# Tutorial 7: Estimator

## Overview
In this tutorial, we will talk about:
* [Estimator API](#t07estimator)
    * [Reducing the number of training steps per epoch](#t07train)
    * [Reducing the number of evaluation steps per epoch](#t07eval)
    * [Changing logging behavior](#t07logging)
    * [Monitoring intermediate results during training](#t07intermediate)
* [Trace](#t07trace)
    * [Concept](#t07concept)
    * [Structure](#t07structure)
    * [Usage](#t07usage)
* [Model Testing](#t07testing)
* [Related Apphub Examples](#t07apphub)

`Estimator` is the API that manages everything related to the training loop. It combines `Pipeline` and `Network` together and provides users with fine-grain control over the training loop. Before we demonstrate different ways to control the training loop let's define a template similar to [tutorial 1](./t01_getting_started.ipynb), but this time we will use a PyTorch model.

In [1]:
import fastestimator as fe
from fastestimator.architecture.pytorch import LeNet
from fastestimator.dataset.data import mnist
from fastestimator.op.numpyop.univariate import ExpandDims, Minmax
from fastestimator.op.tensorop.loss import CrossEntropy
from fastestimator.op.tensorop.model import ModelOp, UpdateOp
import tempfile

def get_estimator(log_steps=100, monitor_names=None, use_trace=False, max_train_steps_per_epoch=None, epochs=2):
    # step 1
    train_data, eval_data = mnist.load_data()
    test_data = eval_data.split(0.5)
    pipeline = fe.Pipeline(train_data=train_data,
                           eval_data=eval_data,
                           test_data=test_data,
                           batch_size=32,
                           ops=[ExpandDims(inputs="x", outputs="x", axis=0), Minmax(inputs="x", outputs="x")])
    # step 2
    model = fe.build(model_fn=LeNet, optimizer_fn="adam", model_name="LeNet")
    network = fe.Network(ops=[
        ModelOp(model=model, inputs="x", outputs="y_pred"),
        CrossEntropy(inputs=("y_pred", "y"), outputs="ce"),
        CrossEntropy(inputs=("y_pred", "y"), outputs="ce1"),
        UpdateOp(model=model, loss_name="ce")
    ])
    # step 3
    traces = None
    if use_trace:
        traces = [Accuracy(true_key="y", pred_key="y_pred"), 
                  BestModelSaver(model=model, save_dir=tempfile.mkdtemp(), metric="accuracy", save_best_mode="max")]
    estimator = fe.Estimator(pipeline=pipeline,
                             network=network,
                             epochs=epochs,
                             traces=traces,
                             max_train_steps_per_epoch=max_train_steps_per_epoch,
                             log_steps=log_steps,
                             monitor_names=monitor_names)
    return estimator

Let's train our model using the default `Estimator` arguments:

In [2]:
est = get_estimator()
est.fit()

    ______           __  ______     __  _                 __            
   / ____/___ ______/ /_/ ____/____/ /_(_)___ ___  ____ _/ /_____  _____
  / /_  / __ `/ ___/ __/ __/ / ___/ __/ / __ `__ \/ __ `/ __/ __ \/ ___/
 / __/ / /_/ (__  ) /_/ /___(__  ) /_/ / / / / / / /_/ / /_/ /_/ / /    
/_/    \__,_/____/\__/_____/____/\__/_/_/ /_/ /_/\__,_/\__/\____/_/     
                                                                        

FastEstimator-Warn: No ModelSaver Trace detected.

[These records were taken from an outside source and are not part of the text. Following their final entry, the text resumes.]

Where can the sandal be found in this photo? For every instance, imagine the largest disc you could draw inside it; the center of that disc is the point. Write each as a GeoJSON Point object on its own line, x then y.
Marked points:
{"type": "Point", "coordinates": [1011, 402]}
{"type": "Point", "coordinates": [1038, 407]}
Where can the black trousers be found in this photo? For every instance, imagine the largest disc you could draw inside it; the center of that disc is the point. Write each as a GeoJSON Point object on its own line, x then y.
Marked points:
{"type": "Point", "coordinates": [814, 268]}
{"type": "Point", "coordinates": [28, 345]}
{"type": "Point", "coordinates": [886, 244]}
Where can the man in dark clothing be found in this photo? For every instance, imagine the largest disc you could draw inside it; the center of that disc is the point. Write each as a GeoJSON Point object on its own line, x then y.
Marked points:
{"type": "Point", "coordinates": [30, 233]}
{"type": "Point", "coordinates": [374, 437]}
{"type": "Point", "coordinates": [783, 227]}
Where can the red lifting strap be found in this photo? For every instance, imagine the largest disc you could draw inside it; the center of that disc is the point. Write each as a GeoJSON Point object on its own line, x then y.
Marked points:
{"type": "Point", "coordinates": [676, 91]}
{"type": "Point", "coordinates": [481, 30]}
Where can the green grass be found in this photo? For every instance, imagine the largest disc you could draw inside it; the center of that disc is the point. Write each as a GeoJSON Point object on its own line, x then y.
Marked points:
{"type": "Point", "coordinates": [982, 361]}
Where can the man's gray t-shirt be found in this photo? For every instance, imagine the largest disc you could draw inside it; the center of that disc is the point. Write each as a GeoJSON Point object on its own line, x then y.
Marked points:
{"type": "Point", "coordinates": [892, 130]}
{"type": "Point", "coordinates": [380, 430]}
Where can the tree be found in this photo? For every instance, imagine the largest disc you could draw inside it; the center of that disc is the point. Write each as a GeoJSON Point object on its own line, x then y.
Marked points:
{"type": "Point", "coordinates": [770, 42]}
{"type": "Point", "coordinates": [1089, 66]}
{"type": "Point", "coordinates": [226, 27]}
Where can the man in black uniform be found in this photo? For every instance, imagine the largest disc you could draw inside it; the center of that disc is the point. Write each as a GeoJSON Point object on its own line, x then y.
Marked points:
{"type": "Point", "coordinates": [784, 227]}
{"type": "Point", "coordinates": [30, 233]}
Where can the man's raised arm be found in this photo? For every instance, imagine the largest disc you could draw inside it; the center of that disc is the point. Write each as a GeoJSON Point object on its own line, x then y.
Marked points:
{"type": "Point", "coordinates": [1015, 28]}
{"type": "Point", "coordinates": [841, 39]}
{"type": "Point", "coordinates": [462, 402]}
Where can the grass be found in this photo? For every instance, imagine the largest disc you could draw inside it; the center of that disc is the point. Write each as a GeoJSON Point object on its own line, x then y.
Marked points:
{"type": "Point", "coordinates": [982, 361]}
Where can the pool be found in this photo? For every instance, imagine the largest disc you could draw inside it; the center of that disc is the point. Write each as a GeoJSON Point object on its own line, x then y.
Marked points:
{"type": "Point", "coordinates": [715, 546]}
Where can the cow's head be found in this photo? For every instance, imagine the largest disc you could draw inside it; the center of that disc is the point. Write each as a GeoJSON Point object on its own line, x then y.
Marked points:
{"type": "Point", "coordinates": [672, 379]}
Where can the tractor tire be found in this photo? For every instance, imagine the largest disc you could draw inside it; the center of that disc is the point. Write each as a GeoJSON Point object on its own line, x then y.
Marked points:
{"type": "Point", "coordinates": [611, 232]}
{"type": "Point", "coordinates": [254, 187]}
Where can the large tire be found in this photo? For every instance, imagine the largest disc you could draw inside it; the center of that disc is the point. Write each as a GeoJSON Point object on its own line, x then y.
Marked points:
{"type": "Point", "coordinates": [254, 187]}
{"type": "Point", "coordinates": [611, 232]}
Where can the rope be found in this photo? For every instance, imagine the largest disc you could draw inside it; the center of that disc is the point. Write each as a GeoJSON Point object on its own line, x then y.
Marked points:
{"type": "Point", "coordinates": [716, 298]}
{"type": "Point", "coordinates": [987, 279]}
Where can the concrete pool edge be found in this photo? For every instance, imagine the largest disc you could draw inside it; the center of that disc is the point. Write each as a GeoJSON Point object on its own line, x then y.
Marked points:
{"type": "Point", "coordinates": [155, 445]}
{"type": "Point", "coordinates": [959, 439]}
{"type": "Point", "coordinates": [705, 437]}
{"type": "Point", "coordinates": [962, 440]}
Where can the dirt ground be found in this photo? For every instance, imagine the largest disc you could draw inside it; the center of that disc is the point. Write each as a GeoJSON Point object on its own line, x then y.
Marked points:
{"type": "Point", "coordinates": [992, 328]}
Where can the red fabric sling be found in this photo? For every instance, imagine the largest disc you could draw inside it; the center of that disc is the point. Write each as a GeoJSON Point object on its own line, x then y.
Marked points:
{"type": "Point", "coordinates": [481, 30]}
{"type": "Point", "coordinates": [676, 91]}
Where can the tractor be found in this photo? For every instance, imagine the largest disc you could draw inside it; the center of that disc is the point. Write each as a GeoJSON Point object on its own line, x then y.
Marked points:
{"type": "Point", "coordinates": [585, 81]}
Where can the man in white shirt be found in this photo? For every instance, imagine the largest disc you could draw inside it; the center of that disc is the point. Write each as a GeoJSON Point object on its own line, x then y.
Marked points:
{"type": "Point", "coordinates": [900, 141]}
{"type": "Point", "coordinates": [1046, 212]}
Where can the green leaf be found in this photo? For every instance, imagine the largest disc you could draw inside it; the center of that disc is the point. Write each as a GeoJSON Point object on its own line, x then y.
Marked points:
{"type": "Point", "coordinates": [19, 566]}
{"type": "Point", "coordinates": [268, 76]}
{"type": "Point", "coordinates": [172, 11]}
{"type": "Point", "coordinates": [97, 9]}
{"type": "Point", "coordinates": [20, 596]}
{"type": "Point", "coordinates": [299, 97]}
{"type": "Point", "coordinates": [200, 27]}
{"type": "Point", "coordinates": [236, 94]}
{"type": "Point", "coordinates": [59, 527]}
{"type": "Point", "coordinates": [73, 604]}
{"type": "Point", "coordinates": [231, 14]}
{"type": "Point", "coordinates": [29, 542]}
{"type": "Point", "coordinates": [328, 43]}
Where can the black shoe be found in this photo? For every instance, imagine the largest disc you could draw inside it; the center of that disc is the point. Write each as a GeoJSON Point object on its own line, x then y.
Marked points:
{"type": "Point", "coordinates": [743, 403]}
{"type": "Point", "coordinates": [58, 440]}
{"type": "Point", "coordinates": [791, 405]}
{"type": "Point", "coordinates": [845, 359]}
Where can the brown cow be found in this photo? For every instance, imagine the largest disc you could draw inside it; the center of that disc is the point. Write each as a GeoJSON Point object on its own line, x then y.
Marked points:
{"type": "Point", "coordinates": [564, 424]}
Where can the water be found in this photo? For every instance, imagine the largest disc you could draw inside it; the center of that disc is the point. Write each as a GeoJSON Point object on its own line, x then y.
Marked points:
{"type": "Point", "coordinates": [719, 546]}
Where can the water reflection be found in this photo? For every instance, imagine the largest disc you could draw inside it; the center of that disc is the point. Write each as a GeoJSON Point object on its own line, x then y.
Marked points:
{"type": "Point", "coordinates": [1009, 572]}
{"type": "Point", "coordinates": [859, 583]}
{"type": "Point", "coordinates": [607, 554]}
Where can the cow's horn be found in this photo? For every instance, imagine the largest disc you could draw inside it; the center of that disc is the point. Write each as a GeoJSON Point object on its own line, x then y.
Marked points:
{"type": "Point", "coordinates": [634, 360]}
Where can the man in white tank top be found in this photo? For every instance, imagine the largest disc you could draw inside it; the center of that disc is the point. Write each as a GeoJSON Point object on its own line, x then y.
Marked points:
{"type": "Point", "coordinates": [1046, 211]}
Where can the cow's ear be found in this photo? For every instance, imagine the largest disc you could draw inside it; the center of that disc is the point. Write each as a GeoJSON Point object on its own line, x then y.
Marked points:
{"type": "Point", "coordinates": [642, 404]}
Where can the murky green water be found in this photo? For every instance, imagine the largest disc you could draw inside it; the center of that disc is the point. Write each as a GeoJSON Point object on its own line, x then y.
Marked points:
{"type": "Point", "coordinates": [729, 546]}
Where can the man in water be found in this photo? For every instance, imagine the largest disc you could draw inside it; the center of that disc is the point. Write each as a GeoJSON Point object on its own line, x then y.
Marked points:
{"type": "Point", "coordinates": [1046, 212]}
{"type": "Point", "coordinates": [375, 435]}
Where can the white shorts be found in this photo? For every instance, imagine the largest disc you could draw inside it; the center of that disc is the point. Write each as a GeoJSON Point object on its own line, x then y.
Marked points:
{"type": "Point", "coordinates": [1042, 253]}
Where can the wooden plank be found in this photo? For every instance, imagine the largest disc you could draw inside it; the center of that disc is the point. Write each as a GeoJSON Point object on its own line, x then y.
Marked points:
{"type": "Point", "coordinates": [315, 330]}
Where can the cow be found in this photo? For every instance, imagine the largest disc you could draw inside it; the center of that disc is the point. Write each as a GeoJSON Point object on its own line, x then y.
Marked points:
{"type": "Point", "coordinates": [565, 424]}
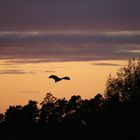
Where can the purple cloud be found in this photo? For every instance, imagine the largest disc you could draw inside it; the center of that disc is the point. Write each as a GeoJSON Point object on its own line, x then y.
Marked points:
{"type": "Point", "coordinates": [15, 72]}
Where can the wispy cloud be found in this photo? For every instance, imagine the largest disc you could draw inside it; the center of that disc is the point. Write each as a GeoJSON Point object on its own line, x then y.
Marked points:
{"type": "Point", "coordinates": [38, 47]}
{"type": "Point", "coordinates": [15, 72]}
{"type": "Point", "coordinates": [29, 91]}
{"type": "Point", "coordinates": [105, 64]}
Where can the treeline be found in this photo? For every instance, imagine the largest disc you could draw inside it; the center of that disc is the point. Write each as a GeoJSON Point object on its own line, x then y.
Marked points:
{"type": "Point", "coordinates": [113, 115]}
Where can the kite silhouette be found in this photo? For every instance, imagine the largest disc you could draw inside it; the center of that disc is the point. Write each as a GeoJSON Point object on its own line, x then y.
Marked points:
{"type": "Point", "coordinates": [57, 79]}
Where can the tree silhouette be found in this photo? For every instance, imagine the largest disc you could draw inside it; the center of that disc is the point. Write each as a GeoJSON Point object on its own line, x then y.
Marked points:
{"type": "Point", "coordinates": [125, 85]}
{"type": "Point", "coordinates": [112, 115]}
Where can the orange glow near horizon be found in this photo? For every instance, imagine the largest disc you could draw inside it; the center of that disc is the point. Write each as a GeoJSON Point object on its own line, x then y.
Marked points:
{"type": "Point", "coordinates": [87, 80]}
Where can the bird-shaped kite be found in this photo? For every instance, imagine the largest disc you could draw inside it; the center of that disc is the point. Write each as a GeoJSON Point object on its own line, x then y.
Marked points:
{"type": "Point", "coordinates": [57, 79]}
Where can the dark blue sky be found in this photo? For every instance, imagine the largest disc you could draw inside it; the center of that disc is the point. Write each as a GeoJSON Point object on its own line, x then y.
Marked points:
{"type": "Point", "coordinates": [69, 30]}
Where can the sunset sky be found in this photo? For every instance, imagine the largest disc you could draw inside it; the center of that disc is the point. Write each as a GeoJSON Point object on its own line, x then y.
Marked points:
{"type": "Point", "coordinates": [83, 39]}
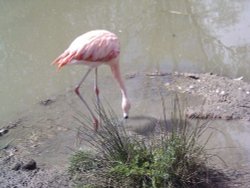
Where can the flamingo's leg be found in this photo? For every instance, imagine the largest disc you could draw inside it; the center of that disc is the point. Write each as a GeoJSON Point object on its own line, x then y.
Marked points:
{"type": "Point", "coordinates": [84, 101]}
{"type": "Point", "coordinates": [97, 91]}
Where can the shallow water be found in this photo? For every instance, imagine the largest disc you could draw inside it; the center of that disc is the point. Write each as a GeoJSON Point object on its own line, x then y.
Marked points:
{"type": "Point", "coordinates": [176, 35]}
{"type": "Point", "coordinates": [171, 36]}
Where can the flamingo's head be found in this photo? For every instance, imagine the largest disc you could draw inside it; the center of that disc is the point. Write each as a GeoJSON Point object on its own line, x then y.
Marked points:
{"type": "Point", "coordinates": [125, 107]}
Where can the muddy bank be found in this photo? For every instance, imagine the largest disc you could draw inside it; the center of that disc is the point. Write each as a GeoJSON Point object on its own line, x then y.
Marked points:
{"type": "Point", "coordinates": [224, 98]}
{"type": "Point", "coordinates": [48, 132]}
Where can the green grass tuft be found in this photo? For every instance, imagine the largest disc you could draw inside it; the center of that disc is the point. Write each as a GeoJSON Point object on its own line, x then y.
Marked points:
{"type": "Point", "coordinates": [170, 159]}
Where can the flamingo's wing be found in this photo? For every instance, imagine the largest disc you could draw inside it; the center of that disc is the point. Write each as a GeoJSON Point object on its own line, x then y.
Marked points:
{"type": "Point", "coordinates": [65, 58]}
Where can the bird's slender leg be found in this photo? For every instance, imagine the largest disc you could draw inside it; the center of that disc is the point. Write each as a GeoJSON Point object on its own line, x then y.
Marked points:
{"type": "Point", "coordinates": [97, 91]}
{"type": "Point", "coordinates": [82, 99]}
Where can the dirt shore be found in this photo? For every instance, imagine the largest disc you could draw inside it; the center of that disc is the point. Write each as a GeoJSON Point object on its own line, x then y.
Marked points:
{"type": "Point", "coordinates": [49, 136]}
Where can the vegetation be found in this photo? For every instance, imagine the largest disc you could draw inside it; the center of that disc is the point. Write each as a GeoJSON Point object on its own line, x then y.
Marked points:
{"type": "Point", "coordinates": [170, 159]}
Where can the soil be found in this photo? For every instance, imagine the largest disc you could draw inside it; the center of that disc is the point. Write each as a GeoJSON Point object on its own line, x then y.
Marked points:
{"type": "Point", "coordinates": [46, 134]}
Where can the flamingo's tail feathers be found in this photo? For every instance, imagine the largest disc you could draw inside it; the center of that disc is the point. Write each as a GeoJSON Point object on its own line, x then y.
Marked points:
{"type": "Point", "coordinates": [63, 59]}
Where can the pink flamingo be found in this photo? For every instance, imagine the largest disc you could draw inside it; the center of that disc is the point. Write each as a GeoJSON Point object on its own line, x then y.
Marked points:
{"type": "Point", "coordinates": [93, 49]}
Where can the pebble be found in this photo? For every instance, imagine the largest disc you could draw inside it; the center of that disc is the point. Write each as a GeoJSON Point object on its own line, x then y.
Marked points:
{"type": "Point", "coordinates": [30, 165]}
{"type": "Point", "coordinates": [3, 131]}
{"type": "Point", "coordinates": [222, 93]}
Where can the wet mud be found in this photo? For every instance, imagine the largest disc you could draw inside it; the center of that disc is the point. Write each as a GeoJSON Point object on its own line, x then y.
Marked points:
{"type": "Point", "coordinates": [47, 133]}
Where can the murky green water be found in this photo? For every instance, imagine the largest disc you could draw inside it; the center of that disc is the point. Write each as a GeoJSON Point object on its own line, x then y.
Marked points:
{"type": "Point", "coordinates": [175, 35]}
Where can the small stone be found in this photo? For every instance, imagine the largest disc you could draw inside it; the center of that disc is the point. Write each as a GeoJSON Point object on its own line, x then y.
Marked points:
{"type": "Point", "coordinates": [17, 166]}
{"type": "Point", "coordinates": [222, 93]}
{"type": "Point", "coordinates": [191, 87]}
{"type": "Point", "coordinates": [3, 131]}
{"type": "Point", "coordinates": [167, 84]}
{"type": "Point", "coordinates": [31, 165]}
{"type": "Point", "coordinates": [46, 102]}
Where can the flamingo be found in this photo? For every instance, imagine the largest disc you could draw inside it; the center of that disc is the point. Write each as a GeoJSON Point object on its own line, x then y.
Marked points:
{"type": "Point", "coordinates": [95, 48]}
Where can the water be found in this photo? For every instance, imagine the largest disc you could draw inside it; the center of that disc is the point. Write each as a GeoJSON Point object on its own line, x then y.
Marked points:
{"type": "Point", "coordinates": [173, 35]}
{"type": "Point", "coordinates": [195, 36]}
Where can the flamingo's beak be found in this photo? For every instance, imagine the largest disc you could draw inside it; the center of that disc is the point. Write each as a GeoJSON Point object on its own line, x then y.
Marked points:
{"type": "Point", "coordinates": [125, 116]}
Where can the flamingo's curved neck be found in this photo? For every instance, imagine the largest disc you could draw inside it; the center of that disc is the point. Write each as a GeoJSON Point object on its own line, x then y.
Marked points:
{"type": "Point", "coordinates": [117, 75]}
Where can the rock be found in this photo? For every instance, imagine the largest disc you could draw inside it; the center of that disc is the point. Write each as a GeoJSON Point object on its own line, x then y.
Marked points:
{"type": "Point", "coordinates": [31, 165]}
{"type": "Point", "coordinates": [3, 131]}
{"type": "Point", "coordinates": [17, 166]}
{"type": "Point", "coordinates": [47, 102]}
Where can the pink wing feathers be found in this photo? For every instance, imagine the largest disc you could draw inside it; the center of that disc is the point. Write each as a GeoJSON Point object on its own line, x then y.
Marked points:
{"type": "Point", "coordinates": [94, 46]}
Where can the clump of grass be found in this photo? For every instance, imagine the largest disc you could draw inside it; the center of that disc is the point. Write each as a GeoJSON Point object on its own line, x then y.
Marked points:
{"type": "Point", "coordinates": [170, 159]}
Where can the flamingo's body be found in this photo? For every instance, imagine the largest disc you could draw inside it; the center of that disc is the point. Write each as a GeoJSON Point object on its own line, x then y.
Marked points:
{"type": "Point", "coordinates": [93, 49]}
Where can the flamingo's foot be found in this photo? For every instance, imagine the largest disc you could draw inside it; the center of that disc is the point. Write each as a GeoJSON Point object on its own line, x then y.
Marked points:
{"type": "Point", "coordinates": [96, 124]}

Models will not be saved.
FastEstimator-Start: step: 1; num_device: 0; logging_interval: 100; 
FastEstimator-Train: step: 1; ce: 2.2985432; 
FastEstimator-Train: step: 100; ce: 0.33677763; steps/sec: 43.98; 
FastEstimator-Train: step: 200; ce: 0.3549296; steps/sec: 45.97; 
FastEstimator-Train: step: 300; ce: 0.17926084; steps/sec: 46.62; 
FastEstimator-Train: step: 400; ce: 0.32462734; steps/sec: 46.91; 
FastEstimator-Train: step: 500; ce: 0.05164891; steps/sec: 47.18; 
FastEstimator-Train: step: 600; ce: 

<a id='t07estimator'></a>

## Estimator API

<a id='t07train'></a>

### Reduce the number of training steps per epoch
In general, one epoch of training means that every element in the training dataset will be visited exactly one time. If evaluation data is available, evaluation happens after every epoch by default. Consider the following two scenarios:

* The training dataset is very large such that evaluation needs to happen multiple times during one epoch.
* Different training datasets are being used for different epochs, but the number of training steps should be consistent between each epoch.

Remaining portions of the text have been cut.